Although we can’t always transfer lessons from one situation to another, very often we can do just that. For example, let’s look at a basic tactic used in many games and sports. Take pool, for example. At every turn, the pool player attempts to do three things: hit the desired ball into the desired pocket, position the cue ball after the shot to line up the next shot, and similarly position the cue ball to deny the opponent a shot (should the original shot miss). Boxing and mixed martial arts are similar. With every attempted strike, a fighter tries to hit his intended target, tries to line himself up to potentially follow up the strike with more, and similarly tries to line himself up to deny his opponent from striking him before, in between, or after his original combination. Even board games like chess follow similar tactics. With each move a player tries to get his immediate positional or piece advantage, set himself up for a longer term one, and deny his opponent from getting the same on him.
As business people and marketers, we can apply those same three principles to every move we make in the market place. With every business plan, with every proposal, with every action, we only need to ask ourselves three simple questions. Does this move enhance my position/achieve my short term objectives? Does this move set me up to continue enhancing my position/achieving my objectives in the longer run? And does this move deny or invite my competition to counter me, nullifying my gains?

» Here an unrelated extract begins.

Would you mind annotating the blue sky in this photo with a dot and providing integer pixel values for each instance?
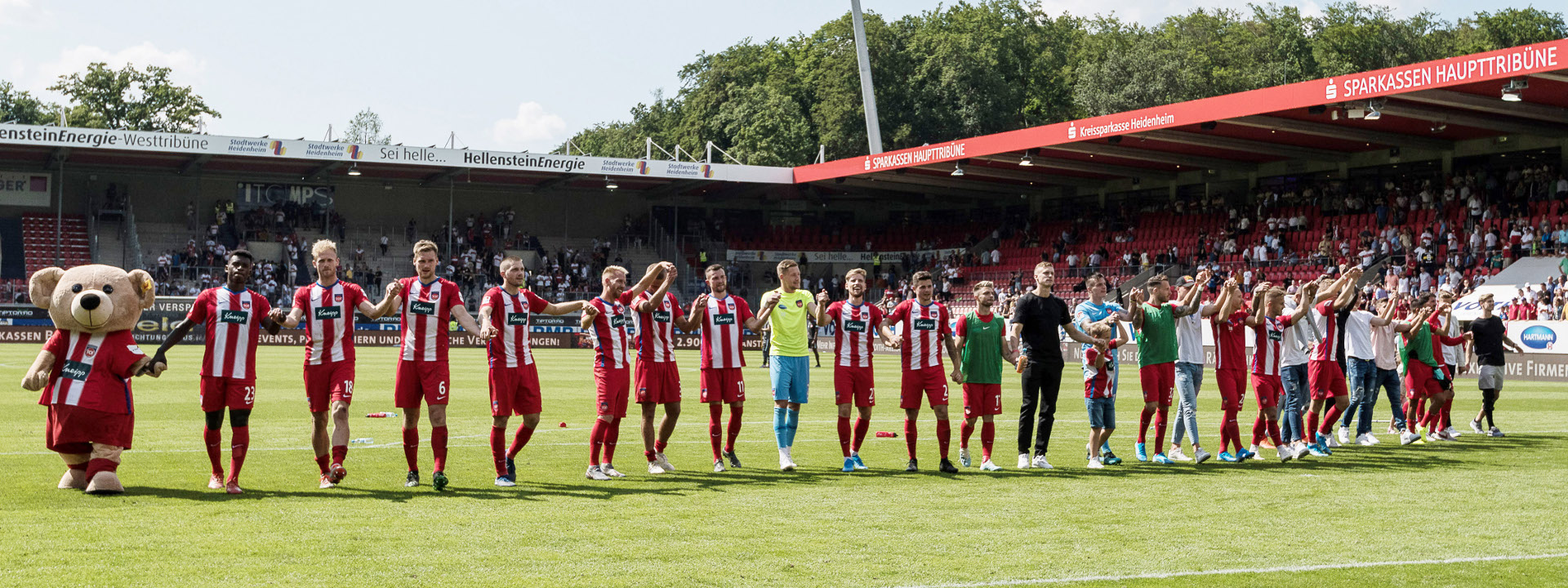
(502, 76)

Let’s take an advertising situation we reviewd a while back from the perspective of attack advertising and re-look at it from this new perspective. Audi made an advertising move that directly challenged BMW. They put up a billboard with the text, “Your move, BMW.” But they never asked themselves those three questions. Did the ad achieve its short-term goal? Maybe, maybe not. But more importantly, Audi never asked themselves whether the ad set them up for a follow-up while denying BMW an effective counter.
So what did BMW do? The next day, they added the below billboard right next to Audi’s.
It truly was check and mate. BMW’s move was brilliant, but it was enabled because Audi didn’t take two minutes to ask themselves those questions.